Wrześniowe eksport i import liczone przez bank centralny są niższe niż rok temu. Ponieważ bardziej hamował import, mamy dodatnie saldo wymiany handlowej. Mimo nadwyżki w handlu deficyt obrotów bieżących zwiększył się znacząco z powodu pogorszenia sald usług, dochodów i transferów bieżących i wyniósł nieco mniej niż 1,14 mld euro. To więcej, niż szacowali ekonomiści (-905 mln euro według ankiety „Parkietu"). Przyznają, że dane potwierdzają spowolnienia gospodarcze.
Ich zdaniem PKB wyniesie w III kwartale około 1,7 proc.
Według wstępnych danych NBP eksport wyniósł 12,6 mld euro (spadek o 0,3 proc. w skali roku), a import prawie 12,5 mld euro (spadek o 3 proc.).
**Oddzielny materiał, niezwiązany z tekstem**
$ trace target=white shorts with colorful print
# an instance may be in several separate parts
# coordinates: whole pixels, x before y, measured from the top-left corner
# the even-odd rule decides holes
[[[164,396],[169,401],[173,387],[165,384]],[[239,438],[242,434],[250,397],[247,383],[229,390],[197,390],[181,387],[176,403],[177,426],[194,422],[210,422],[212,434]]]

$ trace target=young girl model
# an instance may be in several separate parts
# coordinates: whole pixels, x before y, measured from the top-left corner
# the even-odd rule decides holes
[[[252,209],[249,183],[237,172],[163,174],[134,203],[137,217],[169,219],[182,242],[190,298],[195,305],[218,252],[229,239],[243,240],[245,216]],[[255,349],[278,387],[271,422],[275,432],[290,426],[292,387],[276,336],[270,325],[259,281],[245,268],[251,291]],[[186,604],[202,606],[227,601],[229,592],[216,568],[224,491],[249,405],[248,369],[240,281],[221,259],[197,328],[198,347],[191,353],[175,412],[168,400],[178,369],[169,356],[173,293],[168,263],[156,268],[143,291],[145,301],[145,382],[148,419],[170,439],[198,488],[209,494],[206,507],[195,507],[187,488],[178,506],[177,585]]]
W rezultacie saldo obrotów towarowych było dodatnie i wyniosło 84 mln euro (w porównaniu z wrześniem 2011 r. poprawiło się o 352 mln euro). Nadwyżkę w handlu zagranicznym towarami odnotowano po raz pierwszy od stycznia 2005 r.
– Dynamika roczna eksportu obniżyła się o ponad 4 pp. i jest ujemna po raz pierwszy od października 2009 r. Słabsze dane o eksporcie nie są aż taką niespodzianką, biorąc pod uwagę wcześniejsze informacje o niskiej aktywności przemysłu w Niemczech i bardzo słabe dane o imporcie z tego kraju – tłumaczy Tomasz Kaczor, główny ekonomista BGK. Dodaje, że warto zwrócić uwagę, iż wyraźnie gorszy niż we wcześniejszych miesiącach był bilans handlu usługami: +338 mln euro (ponad 200 mln mniej niż w sierpniu), przede wszystkim ponownie za sprawą eksportu. – Prawdopodobnie zaczyna się realizować kreślony już przez nas wcześniej scenariusz, w którym po pogorszeniu dynamiki importu z kilkumiesięcznym opóźnieniem zaczynają pojawiać się gorsze dane dotyczące eksportu – dodaje ekonomista.
Ekonomiści zwracają uwagę na rachunek finansowy, na wysoki napływ środków z zagranicy z tytułu inwestycji w polskie papiery dłużne (ponad 2 mld zł).